Allo stesso modo chi si occupa di mercati finanziari quotidianamente si rende conto di quanto l’informazione proposta ruoti attorno allo spiegare perché accade quello che accade.
Perché il petrolio ieri è sceso? Perché l’indice Dax è salito? Come mai i tassi americani di lungo periodo stanno risalendo?
Non è importante. Ci sono una serie di risposte possibili e sono tutte valide ma nessuna definitiva. L’unica cosa che conta è che sia successo.
Immaginiamo che ci offrano la possibilità di prevedere il futuro. Ma di sapere solo una cosa riguardo a questo futuro, per esempio riguardo al prossimo storno dei mercati. E immaginiamo di dover scegliere tra il sapere:
- perché avverrà oppure
- quando avverrà
Cosa sceglieremmo?
Ogni trader e investitore degno di tal nome sceglierebbe ovviamente il quando.
L’informazione del perché è infinitamente meno importante nei sistemi complessi in costante cambiamento.
Specialmente se siamo nell’ambito di processi decisionali orientati al risultato e non in quelli relativi alla conoscenza pura come nell’ambito della ricerca.
Ricordiamo il vecchio adagio popolare tra i trader: “you can be right or you can make money”.
Puoi aver ragione o puoi fare soldi.
Come dire puoi continuare a teorizzare o puoi semplicemente prendere atto di quello che succede.
E tornando all’esempio precedente ci si potrebbe opporre sostenendo che per prevedere il futuro è più importante sapere quando ma, per comprendere il passato è più importante sapere il perché.
Non è così.
Anche cambiando l’asse temporale, ribaltando l’esempio precedente e proiettandolo sul passato notiamo che è sempre il quando che conta molto più del perché.
Facciamo un altro test e partiamo da un assunto.

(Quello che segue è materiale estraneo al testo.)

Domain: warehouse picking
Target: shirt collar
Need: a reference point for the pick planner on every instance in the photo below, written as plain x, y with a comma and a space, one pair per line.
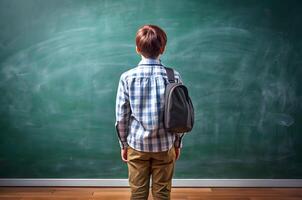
150, 61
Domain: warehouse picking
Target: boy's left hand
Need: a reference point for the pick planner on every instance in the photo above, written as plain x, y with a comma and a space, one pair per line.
124, 154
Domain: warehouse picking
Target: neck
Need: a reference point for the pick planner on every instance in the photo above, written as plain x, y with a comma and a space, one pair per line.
151, 58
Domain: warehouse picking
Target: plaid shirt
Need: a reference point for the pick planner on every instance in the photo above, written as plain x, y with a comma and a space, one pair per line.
140, 108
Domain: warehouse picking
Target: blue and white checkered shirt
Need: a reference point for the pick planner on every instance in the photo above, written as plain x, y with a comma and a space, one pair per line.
140, 108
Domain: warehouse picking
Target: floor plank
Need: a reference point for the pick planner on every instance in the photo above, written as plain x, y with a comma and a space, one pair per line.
99, 193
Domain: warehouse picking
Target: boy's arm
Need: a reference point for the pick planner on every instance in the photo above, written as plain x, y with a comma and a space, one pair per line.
123, 112
178, 137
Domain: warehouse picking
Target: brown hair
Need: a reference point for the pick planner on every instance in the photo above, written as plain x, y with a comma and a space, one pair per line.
151, 41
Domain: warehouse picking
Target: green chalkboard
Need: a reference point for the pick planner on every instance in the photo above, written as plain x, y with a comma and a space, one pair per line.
60, 62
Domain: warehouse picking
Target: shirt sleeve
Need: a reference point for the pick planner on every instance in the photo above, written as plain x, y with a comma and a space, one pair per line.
178, 143
123, 112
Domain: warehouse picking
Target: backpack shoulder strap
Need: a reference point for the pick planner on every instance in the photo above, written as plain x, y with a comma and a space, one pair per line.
170, 74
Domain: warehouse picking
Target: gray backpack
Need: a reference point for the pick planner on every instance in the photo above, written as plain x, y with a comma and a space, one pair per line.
179, 111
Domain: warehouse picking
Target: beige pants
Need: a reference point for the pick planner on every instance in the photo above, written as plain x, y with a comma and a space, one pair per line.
158, 165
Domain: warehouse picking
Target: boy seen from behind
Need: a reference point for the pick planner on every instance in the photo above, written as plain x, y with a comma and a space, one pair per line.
147, 148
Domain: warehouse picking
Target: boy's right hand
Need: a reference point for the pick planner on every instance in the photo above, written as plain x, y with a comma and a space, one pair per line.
124, 154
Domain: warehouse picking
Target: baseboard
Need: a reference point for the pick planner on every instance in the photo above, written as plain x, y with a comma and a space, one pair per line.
176, 182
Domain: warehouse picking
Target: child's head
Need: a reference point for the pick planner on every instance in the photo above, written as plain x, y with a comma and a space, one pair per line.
150, 41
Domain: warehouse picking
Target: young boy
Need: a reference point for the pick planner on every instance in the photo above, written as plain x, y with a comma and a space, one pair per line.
147, 148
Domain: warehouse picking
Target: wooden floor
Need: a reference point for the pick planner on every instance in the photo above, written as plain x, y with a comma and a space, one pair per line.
90, 193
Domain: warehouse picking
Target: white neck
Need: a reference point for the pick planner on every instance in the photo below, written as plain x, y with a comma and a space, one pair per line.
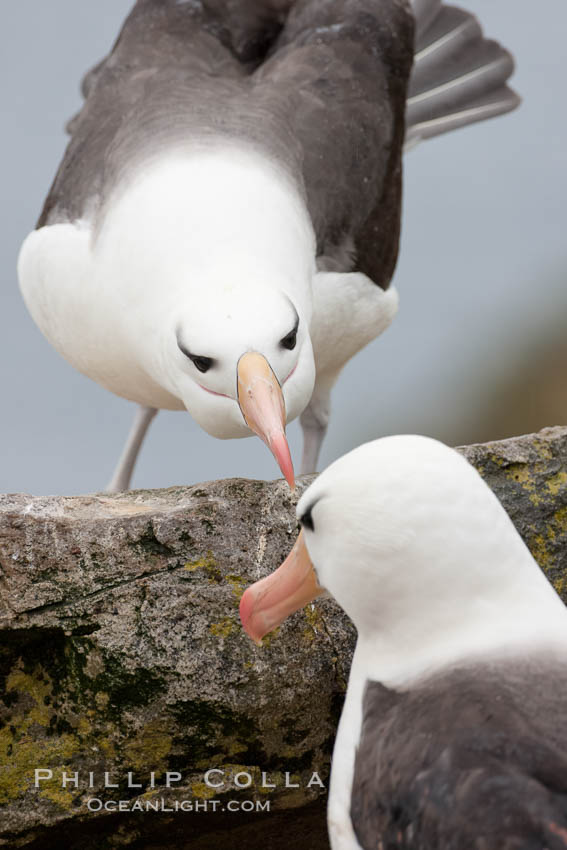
341, 833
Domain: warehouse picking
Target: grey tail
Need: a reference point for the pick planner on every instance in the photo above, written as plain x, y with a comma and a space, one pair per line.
458, 77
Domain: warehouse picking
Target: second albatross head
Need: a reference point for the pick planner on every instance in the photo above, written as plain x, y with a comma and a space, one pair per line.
414, 546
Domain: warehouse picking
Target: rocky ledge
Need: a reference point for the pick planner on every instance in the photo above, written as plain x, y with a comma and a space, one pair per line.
125, 676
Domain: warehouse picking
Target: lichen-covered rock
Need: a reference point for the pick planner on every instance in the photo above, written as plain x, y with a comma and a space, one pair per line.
122, 661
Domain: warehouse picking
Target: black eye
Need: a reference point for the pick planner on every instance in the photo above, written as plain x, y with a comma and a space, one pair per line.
203, 364
306, 519
289, 341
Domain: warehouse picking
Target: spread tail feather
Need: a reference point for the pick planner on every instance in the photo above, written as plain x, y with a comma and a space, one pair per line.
458, 77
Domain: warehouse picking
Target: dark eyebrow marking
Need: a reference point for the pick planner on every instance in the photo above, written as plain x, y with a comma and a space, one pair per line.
292, 305
306, 518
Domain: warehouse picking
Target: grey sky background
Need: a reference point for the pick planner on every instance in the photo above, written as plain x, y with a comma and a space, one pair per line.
482, 271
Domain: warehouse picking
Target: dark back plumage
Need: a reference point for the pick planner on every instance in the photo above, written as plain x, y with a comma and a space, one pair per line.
473, 759
320, 90
318, 86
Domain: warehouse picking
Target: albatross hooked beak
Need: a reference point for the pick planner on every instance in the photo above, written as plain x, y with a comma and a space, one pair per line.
268, 602
263, 407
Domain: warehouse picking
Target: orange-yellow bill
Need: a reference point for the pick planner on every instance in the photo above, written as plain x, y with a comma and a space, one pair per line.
262, 404
268, 602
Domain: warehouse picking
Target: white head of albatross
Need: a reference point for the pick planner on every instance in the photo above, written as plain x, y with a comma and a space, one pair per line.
420, 554
246, 365
418, 551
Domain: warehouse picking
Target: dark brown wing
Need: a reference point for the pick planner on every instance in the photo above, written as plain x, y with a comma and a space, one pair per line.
340, 71
473, 760
178, 67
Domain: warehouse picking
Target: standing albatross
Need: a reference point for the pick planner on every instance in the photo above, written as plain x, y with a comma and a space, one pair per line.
224, 226
453, 734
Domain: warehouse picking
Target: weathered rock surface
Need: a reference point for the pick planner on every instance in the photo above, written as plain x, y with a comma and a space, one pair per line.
121, 651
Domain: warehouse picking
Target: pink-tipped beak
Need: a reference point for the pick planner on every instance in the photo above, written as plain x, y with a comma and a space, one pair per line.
268, 602
263, 407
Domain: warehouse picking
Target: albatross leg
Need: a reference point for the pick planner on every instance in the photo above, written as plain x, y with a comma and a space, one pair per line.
123, 473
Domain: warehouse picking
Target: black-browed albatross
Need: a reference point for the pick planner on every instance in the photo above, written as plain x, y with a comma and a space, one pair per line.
453, 734
222, 231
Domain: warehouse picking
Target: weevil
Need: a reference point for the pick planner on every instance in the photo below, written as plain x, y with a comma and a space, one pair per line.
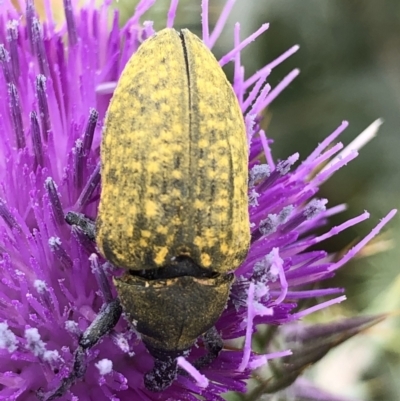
173, 208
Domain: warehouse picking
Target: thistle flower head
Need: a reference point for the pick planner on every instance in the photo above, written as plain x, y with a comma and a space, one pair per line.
56, 84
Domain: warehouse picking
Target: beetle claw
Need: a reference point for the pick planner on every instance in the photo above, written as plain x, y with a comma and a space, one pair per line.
163, 374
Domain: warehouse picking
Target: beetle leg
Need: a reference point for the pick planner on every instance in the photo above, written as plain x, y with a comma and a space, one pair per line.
104, 322
163, 374
214, 344
87, 225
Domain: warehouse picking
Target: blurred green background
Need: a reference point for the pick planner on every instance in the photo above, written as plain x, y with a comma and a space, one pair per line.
350, 70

Da un’informazione. I mercati azionari hanno perso in passato più del 30% in un periodo breve.
Immaginando di sapere solo questo e di dover decidere oggi cosa fare in futuro. È quindi più importante rispondere a:
Perché?
Risposta: a causa del corona virus.
Ma il corona virus esiste ancora anzi la situazione è più grave oggi rispetto ad un anno fa quando fummo colpiti la prima volta.
Quando?
Risposta: i mercati sono scesi del 30% dal 20 febbraio 2020 al 23 marzo 2020.
E da quel fine marzo 2020 in poi tutto è cambiato sull’azionario, sui tassi e sulle materie prime.

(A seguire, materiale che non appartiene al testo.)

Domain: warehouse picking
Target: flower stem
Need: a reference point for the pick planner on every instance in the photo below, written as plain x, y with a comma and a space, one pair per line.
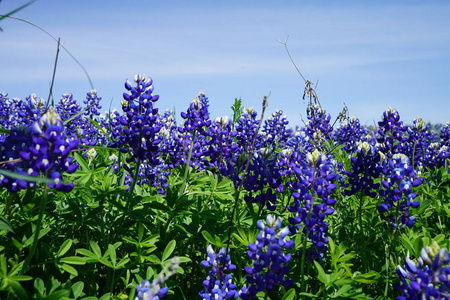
188, 162
36, 231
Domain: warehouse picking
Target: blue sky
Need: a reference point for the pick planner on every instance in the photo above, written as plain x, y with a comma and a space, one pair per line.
368, 54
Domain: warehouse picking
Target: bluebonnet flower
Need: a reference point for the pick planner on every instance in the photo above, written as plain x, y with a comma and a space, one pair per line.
141, 121
218, 285
366, 168
428, 278
42, 148
397, 194
312, 202
391, 133
66, 108
274, 132
246, 128
197, 116
13, 112
36, 107
438, 155
318, 128
269, 261
220, 145
263, 178
92, 103
349, 134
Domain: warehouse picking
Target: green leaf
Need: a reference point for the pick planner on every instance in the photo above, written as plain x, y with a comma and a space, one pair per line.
88, 253
69, 269
83, 164
20, 278
73, 260
309, 295
77, 289
184, 259
121, 264
17, 289
168, 250
95, 248
289, 295
5, 131
101, 129
322, 276
64, 247
112, 254
58, 295
39, 285
26, 177
208, 237
43, 232
5, 225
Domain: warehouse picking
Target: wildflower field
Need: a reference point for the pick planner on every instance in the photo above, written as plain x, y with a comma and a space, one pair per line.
146, 204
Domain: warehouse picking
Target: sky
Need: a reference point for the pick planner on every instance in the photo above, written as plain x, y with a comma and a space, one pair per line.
370, 55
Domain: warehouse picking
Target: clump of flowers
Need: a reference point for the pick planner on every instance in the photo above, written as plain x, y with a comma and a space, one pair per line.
397, 192
366, 167
153, 291
41, 149
428, 277
218, 284
312, 202
197, 115
269, 261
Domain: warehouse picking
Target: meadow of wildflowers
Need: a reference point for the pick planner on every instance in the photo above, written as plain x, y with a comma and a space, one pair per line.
141, 203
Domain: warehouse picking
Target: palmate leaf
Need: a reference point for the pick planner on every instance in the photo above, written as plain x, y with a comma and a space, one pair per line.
26, 177
5, 225
5, 131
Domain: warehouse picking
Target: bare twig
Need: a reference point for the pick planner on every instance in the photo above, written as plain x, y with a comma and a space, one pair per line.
309, 91
67, 51
54, 73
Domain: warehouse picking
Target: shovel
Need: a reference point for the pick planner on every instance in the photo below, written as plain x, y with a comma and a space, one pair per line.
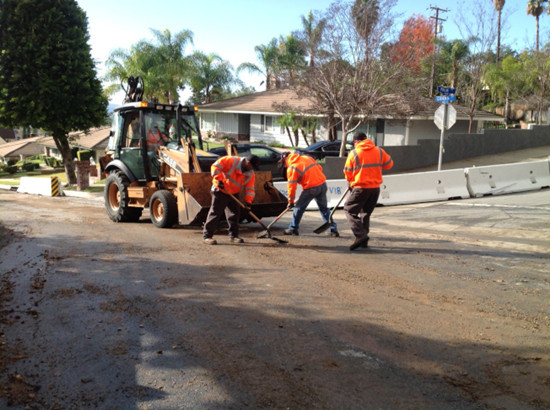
326, 225
267, 233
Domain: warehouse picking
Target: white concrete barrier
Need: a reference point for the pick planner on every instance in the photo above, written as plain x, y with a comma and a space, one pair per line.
423, 187
508, 178
49, 186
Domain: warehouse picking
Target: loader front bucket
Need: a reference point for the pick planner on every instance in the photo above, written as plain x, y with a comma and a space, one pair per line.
195, 197
268, 200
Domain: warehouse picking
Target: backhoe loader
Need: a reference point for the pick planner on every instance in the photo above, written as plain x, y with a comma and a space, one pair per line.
152, 162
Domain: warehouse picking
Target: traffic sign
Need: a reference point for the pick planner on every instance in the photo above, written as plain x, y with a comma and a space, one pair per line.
441, 119
445, 99
446, 90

Anche dopo i fatti il quando ci dice infinitamente di più del perché.
Continuare a chiedersi il perché delle cose che sono successe è un po’ come guidare un’auto con l’occhio rivolto allo specchietto retrovisore domandandosi come mai c’è appena stata una curva.

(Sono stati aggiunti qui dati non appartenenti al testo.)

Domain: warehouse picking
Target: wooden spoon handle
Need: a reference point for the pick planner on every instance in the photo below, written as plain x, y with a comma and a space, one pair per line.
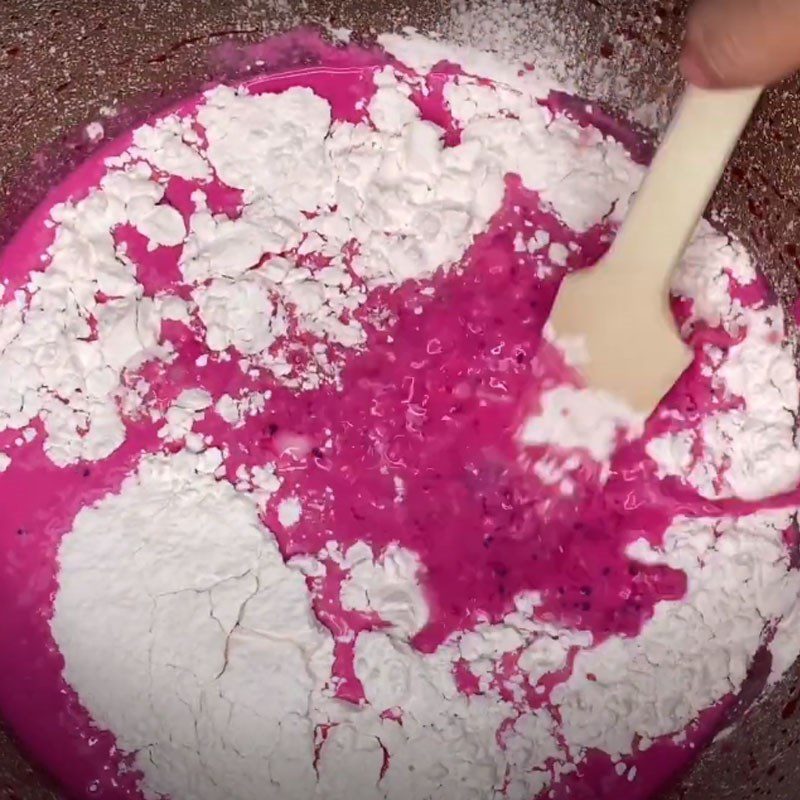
680, 182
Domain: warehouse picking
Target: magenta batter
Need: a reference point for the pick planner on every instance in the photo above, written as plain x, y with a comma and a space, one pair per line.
434, 400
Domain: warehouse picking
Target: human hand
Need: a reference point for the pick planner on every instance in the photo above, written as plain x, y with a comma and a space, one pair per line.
735, 43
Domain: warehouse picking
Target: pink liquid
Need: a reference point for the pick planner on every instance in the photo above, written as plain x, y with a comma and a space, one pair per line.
434, 402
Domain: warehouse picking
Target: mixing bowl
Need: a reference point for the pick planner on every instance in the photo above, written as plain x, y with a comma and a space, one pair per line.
66, 63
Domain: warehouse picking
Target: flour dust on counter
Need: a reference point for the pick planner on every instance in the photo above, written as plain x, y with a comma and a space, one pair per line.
303, 497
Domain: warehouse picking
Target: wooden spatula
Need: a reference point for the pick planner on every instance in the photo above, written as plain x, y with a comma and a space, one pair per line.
620, 308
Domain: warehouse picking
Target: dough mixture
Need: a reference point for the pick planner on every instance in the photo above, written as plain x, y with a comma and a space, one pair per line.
301, 500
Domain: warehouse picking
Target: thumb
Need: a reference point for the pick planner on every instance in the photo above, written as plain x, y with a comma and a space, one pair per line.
734, 43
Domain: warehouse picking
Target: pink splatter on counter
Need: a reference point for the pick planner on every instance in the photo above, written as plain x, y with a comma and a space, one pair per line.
405, 426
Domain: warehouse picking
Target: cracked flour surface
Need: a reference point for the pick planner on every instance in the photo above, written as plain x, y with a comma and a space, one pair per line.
279, 599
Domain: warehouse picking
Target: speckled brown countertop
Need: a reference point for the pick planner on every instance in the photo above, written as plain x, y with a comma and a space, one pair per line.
64, 63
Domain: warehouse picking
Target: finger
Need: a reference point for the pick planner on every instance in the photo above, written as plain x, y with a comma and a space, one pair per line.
733, 43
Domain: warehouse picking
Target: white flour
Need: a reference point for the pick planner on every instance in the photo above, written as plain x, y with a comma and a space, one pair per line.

Pensiamoci la prossima volta che leggiamo un’analisi di mercato o cerchiamo informazioni su internet incappando in una seria di articoli-esca che hanno il solo scopo di farci cliccare pretendendo di darci delle spiegazioni.
Di dirci il perché delle cose.
L’investitore consapevole dal punto di vista macroeconomico non dimentica mai che nel mondo degli investimenti l’unica informazione veramente importante è il quando.
Quando un’informazione si concretizza nei dati: quello è il momento di agire.
Agire è il modo migliore per scoprire che cosa funziona e che cosa no.